El Pais retient une conséquence directe du caractère protéiforme de la mobilisation: "Pour être gilet jaune, il suffit d'en enfiler un". Et du point de vue du pouvoir, cet enseignement s'impose comme une difficulté nouvelle. Or, jusqu'ici Emmanuel Macron, son Premier ministre, les ministres et la majorité n'ont pas réussi à juguler le mouvement, pas même à l'apaiser à la marge. Il faut dire que la parole de l'exécutif, et de ses soutiens, est désormais inaudible, rendant vaines les avances cosmétiques et les propositions de réunions. Tel est en tout cas l'avis d'un édito du Temps, journal suisse relayé ici par Courrier international.

Une erreur, lit-on, "serait de croire qu’à ce stade la réponse à ce mouvement mal contrôlé peut encore être l’affaire d’une audience à Matignon, ou d’une réunion d’urgence à l’Élysée.

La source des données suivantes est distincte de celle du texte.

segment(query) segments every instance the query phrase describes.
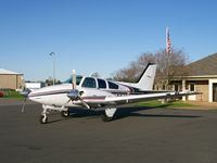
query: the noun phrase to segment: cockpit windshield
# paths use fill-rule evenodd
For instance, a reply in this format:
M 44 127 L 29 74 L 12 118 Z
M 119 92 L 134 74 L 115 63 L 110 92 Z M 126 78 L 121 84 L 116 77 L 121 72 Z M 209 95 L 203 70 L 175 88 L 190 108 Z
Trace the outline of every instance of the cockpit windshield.
M 76 85 L 78 86 L 80 84 L 80 80 L 82 79 L 82 76 L 76 76 Z M 72 84 L 72 77 L 66 79 L 64 84 Z

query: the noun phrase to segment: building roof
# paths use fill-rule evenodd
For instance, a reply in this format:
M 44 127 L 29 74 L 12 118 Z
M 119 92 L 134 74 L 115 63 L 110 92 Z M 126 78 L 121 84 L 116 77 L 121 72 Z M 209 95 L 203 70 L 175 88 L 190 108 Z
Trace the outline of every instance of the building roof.
M 16 73 L 8 70 L 0 68 L 0 75 L 23 75 L 22 73 Z
M 188 76 L 217 75 L 217 53 L 187 65 Z

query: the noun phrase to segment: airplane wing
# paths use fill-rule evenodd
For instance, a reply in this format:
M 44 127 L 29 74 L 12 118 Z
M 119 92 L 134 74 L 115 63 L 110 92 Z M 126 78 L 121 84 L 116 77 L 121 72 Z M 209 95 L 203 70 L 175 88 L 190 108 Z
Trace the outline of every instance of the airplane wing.
M 107 104 L 124 104 L 124 103 L 133 103 L 133 102 L 148 101 L 154 99 L 178 98 L 197 93 L 199 92 L 195 91 L 182 91 L 182 92 L 161 92 L 161 93 L 150 93 L 150 95 L 130 95 L 126 97 L 106 97 L 104 102 Z

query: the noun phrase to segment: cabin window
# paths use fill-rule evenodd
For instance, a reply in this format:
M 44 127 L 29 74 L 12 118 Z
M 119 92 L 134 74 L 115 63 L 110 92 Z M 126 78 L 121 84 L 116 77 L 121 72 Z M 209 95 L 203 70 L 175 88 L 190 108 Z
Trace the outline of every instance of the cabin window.
M 190 91 L 194 91 L 195 90 L 195 84 L 190 84 Z
M 97 87 L 95 79 L 92 78 L 92 77 L 86 77 L 84 83 L 82 83 L 82 87 L 95 88 Z
M 118 85 L 114 84 L 114 83 L 111 83 L 111 82 L 107 82 L 108 83 L 108 88 L 110 89 L 118 89 Z
M 78 86 L 80 84 L 80 80 L 82 79 L 82 76 L 76 76 L 76 85 Z M 72 84 L 72 77 L 64 82 L 64 84 Z
M 105 89 L 106 88 L 106 83 L 104 79 L 99 79 L 98 78 L 98 87 L 99 88 L 102 88 L 102 89 Z

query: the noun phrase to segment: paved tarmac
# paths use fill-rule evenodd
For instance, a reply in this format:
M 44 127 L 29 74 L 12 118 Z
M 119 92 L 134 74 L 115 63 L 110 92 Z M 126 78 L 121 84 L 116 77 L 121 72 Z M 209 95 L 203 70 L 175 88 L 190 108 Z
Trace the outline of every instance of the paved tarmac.
M 100 112 L 52 112 L 39 124 L 41 106 L 0 104 L 2 163 L 216 163 L 217 111 L 126 108 L 104 123 Z

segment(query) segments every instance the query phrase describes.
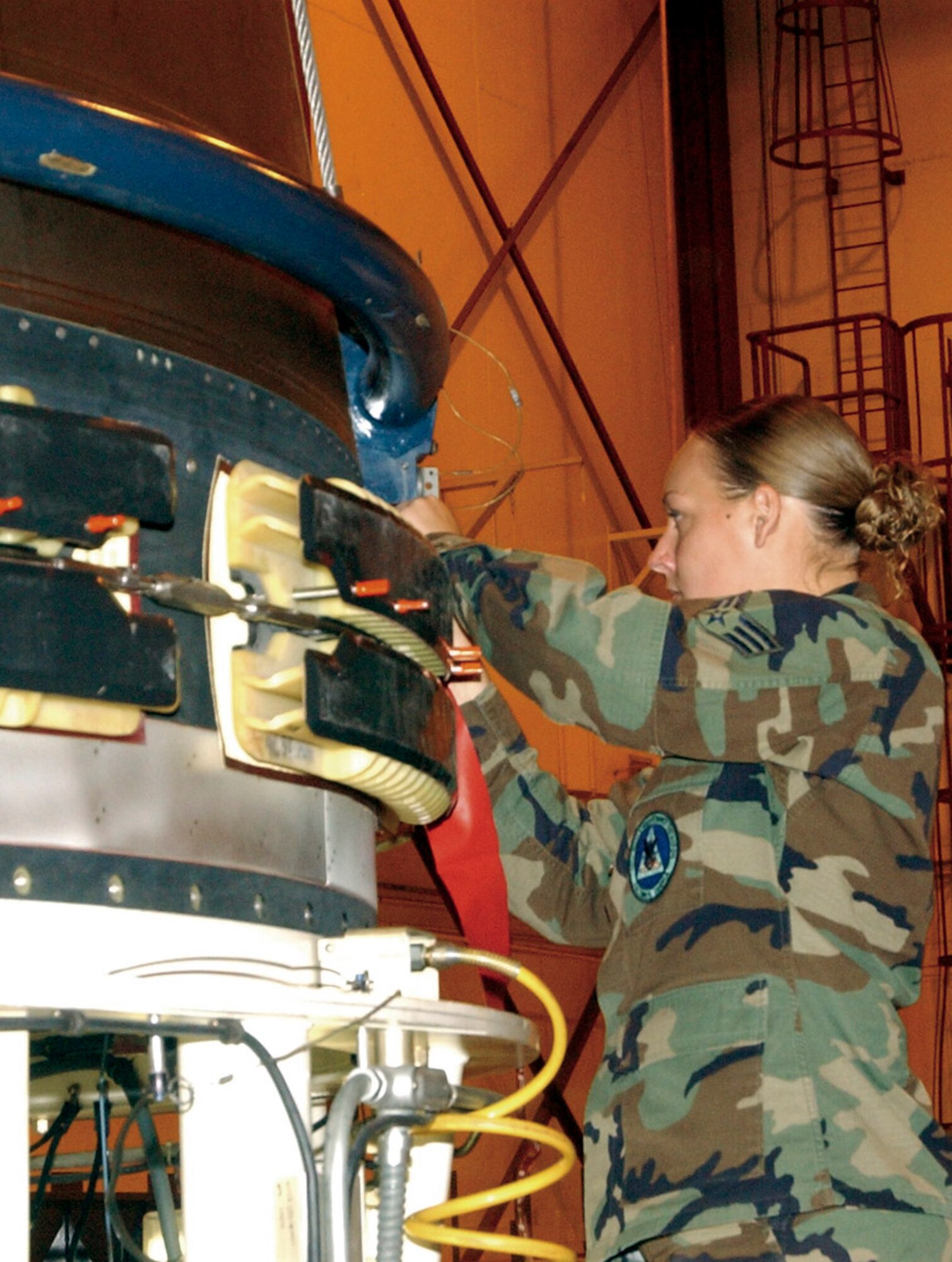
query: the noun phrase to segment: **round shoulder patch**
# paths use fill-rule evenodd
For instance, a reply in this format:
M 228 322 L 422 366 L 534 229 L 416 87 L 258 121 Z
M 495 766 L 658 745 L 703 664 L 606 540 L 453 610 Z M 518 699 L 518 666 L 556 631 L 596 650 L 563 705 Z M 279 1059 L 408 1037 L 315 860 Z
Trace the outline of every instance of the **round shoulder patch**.
M 678 862 L 681 844 L 670 815 L 655 810 L 638 825 L 631 842 L 631 890 L 641 902 L 663 893 Z

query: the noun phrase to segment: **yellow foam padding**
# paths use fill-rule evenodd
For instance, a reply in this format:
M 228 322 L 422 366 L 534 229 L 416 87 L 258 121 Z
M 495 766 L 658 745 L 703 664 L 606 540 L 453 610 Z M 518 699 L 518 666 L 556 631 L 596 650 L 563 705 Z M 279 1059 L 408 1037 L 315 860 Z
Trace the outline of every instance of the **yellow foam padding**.
M 138 705 L 0 688 L 0 727 L 42 727 L 51 732 L 117 737 L 131 736 L 141 717 Z
M 278 631 L 261 651 L 234 649 L 232 718 L 241 748 L 255 762 L 319 776 L 381 801 L 407 824 L 428 824 L 449 806 L 449 793 L 418 767 L 360 746 L 314 736 L 304 718 L 304 651 L 331 651 Z
M 389 505 L 362 487 L 341 480 L 335 481 L 335 485 L 381 505 L 399 517 Z M 227 490 L 227 550 L 231 568 L 256 574 L 271 604 L 336 618 L 383 641 L 424 670 L 444 675 L 447 668 L 436 649 L 398 618 L 351 604 L 342 596 L 324 596 L 312 601 L 294 598 L 295 591 L 336 587 L 333 574 L 326 565 L 304 559 L 298 495 L 297 478 L 277 473 L 254 461 L 239 461 L 235 464 L 229 475 Z

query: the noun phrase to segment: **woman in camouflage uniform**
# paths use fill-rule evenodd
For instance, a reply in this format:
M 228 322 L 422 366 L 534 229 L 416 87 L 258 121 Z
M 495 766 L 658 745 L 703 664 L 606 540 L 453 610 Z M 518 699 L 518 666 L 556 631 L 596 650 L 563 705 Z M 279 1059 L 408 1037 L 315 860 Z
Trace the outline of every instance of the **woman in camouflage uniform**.
M 662 756 L 633 806 L 582 804 L 495 688 L 465 705 L 513 912 L 605 948 L 590 1262 L 949 1262 L 948 1150 L 896 1015 L 919 991 L 944 687 L 857 582 L 862 550 L 901 558 L 937 524 L 934 491 L 784 398 L 696 432 L 664 504 L 670 603 L 437 536 L 494 668 Z M 408 516 L 452 529 L 433 501 Z

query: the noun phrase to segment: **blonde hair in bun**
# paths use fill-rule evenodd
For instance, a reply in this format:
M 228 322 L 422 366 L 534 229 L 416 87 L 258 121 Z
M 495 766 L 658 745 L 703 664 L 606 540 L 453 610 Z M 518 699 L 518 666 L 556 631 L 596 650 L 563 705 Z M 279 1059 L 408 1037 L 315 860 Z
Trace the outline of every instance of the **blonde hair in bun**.
M 898 553 L 905 560 L 942 517 L 933 480 L 910 462 L 894 458 L 874 468 L 869 495 L 856 505 L 854 535 L 864 551 Z
M 726 495 L 768 483 L 802 500 L 818 539 L 878 553 L 894 577 L 942 521 L 932 477 L 903 457 L 874 467 L 859 437 L 819 399 L 756 399 L 696 433 L 713 448 Z

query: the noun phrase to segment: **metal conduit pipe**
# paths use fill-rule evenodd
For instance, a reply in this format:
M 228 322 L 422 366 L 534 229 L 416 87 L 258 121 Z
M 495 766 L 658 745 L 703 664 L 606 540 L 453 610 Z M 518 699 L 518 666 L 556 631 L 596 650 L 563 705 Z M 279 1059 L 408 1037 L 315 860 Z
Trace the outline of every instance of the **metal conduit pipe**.
M 323 1212 L 321 1257 L 333 1262 L 350 1262 L 350 1180 L 347 1155 L 351 1126 L 360 1104 L 371 1104 L 386 1090 L 381 1074 L 372 1069 L 355 1069 L 343 1082 L 327 1113 L 324 1127 L 324 1176 L 322 1180 Z
M 380 1143 L 380 1208 L 376 1228 L 376 1262 L 402 1262 L 403 1220 L 407 1214 L 407 1167 L 410 1129 L 391 1126 Z

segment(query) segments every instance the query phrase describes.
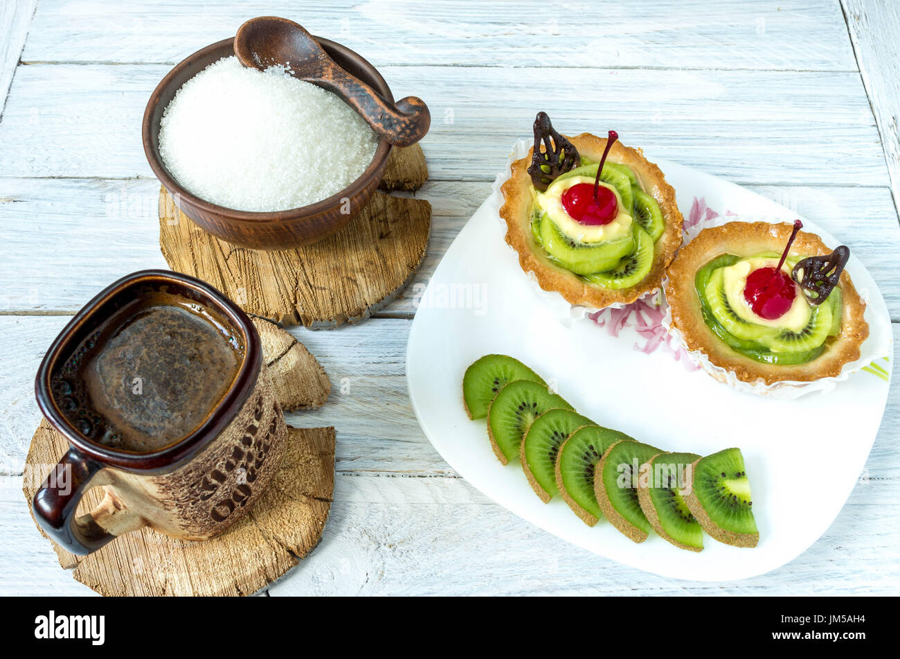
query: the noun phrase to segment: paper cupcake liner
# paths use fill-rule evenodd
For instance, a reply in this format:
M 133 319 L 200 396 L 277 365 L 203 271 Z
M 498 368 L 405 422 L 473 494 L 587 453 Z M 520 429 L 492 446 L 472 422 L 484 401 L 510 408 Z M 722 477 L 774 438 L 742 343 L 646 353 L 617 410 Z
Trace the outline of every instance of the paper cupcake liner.
M 691 215 L 694 215 L 694 213 L 691 213 Z M 741 216 L 734 213 L 726 213 L 725 215 L 718 215 L 711 218 L 707 217 L 706 219 L 703 219 L 701 217 L 696 221 L 696 223 L 685 229 L 683 244 L 686 245 L 690 242 L 704 229 L 722 226 L 723 224 L 727 224 L 731 221 L 767 221 L 770 223 L 785 221 L 783 218 L 755 216 L 752 219 L 748 218 L 743 220 Z M 681 350 L 687 354 L 688 358 L 694 364 L 719 382 L 727 384 L 737 391 L 746 393 L 753 393 L 760 396 L 770 396 L 772 398 L 786 401 L 791 401 L 814 392 L 822 392 L 824 393 L 834 389 L 839 382 L 848 379 L 857 371 L 864 368 L 868 369 L 869 365 L 876 360 L 889 357 L 894 353 L 894 338 L 891 332 L 890 320 L 886 319 L 881 313 L 872 309 L 872 305 L 869 304 L 870 292 L 868 288 L 860 286 L 859 282 L 861 281 L 861 279 L 854 275 L 854 271 L 856 271 L 860 266 L 857 263 L 854 263 L 853 260 L 854 259 L 851 258 L 848 263 L 847 271 L 850 273 L 850 277 L 853 278 L 853 283 L 857 286 L 857 291 L 859 292 L 860 296 L 866 302 L 866 312 L 864 318 L 866 319 L 866 322 L 868 323 L 869 334 L 868 338 L 866 339 L 866 340 L 863 341 L 862 345 L 860 347 L 860 358 L 845 364 L 843 368 L 841 369 L 841 375 L 834 377 L 824 377 L 813 382 L 796 382 L 786 380 L 784 382 L 774 383 L 772 384 L 766 384 L 760 382 L 755 384 L 743 382 L 742 380 L 739 380 L 734 372 L 721 366 L 717 366 L 709 361 L 709 357 L 707 357 L 702 350 L 688 349 L 688 345 L 684 340 L 684 336 L 678 329 L 671 326 L 671 309 L 668 304 L 665 305 L 665 312 L 661 322 L 662 327 L 666 329 L 671 337 L 670 345 L 677 346 L 681 348 Z M 663 281 L 663 284 L 665 284 L 667 281 L 668 278 Z

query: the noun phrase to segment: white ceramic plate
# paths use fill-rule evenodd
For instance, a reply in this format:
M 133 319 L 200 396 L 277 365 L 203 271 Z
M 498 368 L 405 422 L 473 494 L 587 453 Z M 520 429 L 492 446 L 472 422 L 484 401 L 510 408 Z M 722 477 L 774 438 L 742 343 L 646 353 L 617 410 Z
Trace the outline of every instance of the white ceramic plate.
M 695 199 L 742 219 L 796 218 L 722 179 L 675 163 L 660 167 L 678 191 L 686 218 Z M 444 459 L 484 494 L 533 524 L 600 555 L 665 576 L 743 579 L 783 565 L 815 542 L 863 468 L 889 383 L 860 371 L 828 393 L 771 400 L 736 392 L 703 371 L 687 370 L 665 350 L 634 349 L 640 341 L 636 333 L 626 330 L 615 338 L 588 319 L 561 319 L 519 268 L 490 202 L 438 265 L 420 297 L 407 348 L 413 409 Z M 813 222 L 804 223 L 830 246 L 839 244 Z M 886 332 L 889 338 L 889 316 L 875 282 L 858 261 L 851 259 L 848 267 L 857 287 L 868 292 L 867 320 L 873 334 L 884 338 Z M 742 549 L 707 537 L 704 551 L 693 553 L 652 534 L 638 545 L 606 520 L 588 527 L 559 496 L 542 503 L 518 462 L 503 466 L 494 456 L 485 421 L 469 420 L 464 411 L 463 374 L 488 353 L 521 359 L 555 384 L 580 413 L 660 448 L 708 455 L 740 447 L 753 490 L 759 546 Z

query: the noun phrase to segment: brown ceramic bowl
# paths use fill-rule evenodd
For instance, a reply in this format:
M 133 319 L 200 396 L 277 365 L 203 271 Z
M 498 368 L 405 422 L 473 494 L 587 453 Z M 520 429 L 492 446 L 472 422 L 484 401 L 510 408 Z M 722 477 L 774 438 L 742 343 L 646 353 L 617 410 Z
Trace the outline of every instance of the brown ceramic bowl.
M 326 52 L 350 75 L 368 83 L 393 101 L 391 88 L 369 62 L 350 49 L 316 37 Z M 289 249 L 310 245 L 339 230 L 368 203 L 382 181 L 391 145 L 380 140 L 362 176 L 327 199 L 287 211 L 250 212 L 210 203 L 192 194 L 172 177 L 159 156 L 159 120 L 181 86 L 218 59 L 234 55 L 234 39 L 225 39 L 197 50 L 166 74 L 150 95 L 144 111 L 144 153 L 154 174 L 175 198 L 182 212 L 202 229 L 234 245 L 254 249 Z M 349 212 L 342 200 L 349 199 Z

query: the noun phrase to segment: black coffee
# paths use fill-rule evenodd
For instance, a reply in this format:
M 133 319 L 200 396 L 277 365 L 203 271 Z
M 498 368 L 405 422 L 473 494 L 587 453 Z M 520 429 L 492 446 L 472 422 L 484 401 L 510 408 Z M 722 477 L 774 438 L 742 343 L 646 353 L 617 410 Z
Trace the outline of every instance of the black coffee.
M 113 314 L 52 378 L 58 406 L 88 439 L 146 453 L 200 427 L 237 375 L 243 347 L 196 302 L 153 295 Z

Les prises de parole successives d’Emmanuel Macron ont montré que le président français n’est plus entendu, tout comme ses ministres. Plus grave: les macroniens eux-mêmes semblent aujourd’hui murés dans le silence."

La France, un laboratoire politique 

Le moment échappe d'autant plus aux autorités de notre pays qu'il ne lui est pas propre, d'après, notamment, Guy Taillefer dans Le Devoir, média canadien.

"Car cette exaspération, dont les racines sont plurielles, ces Français la partagent en fait avec les sociétés d’un peu partout dans le monde, du Nord comme du Sud, face aux défis croisés et contradictoires qui empêchent de penser l’avenir avec plus de sérénité: réchauffement climatique, gentrification des villes, précarisation des revenus de travail et puis, perte de crédibilité des démocraties libérales sur fond de creusement scandaleux des inégalités", pose la tribune. 

Dans le Washington Post, on dresse le même constat, en forme d'avertissement: "La plupart des démocraties du monde affrontent ou affronteront le même type de défis. Si les présidents, les parlements, les partis et institutions en place parviennent à les prendre en compte, à les intégrer et à changer en conséquence, la démocratie survivra au XXIe siècle". Dans le cas inverse, "il se pourrait qu'elle n'y arrive pas".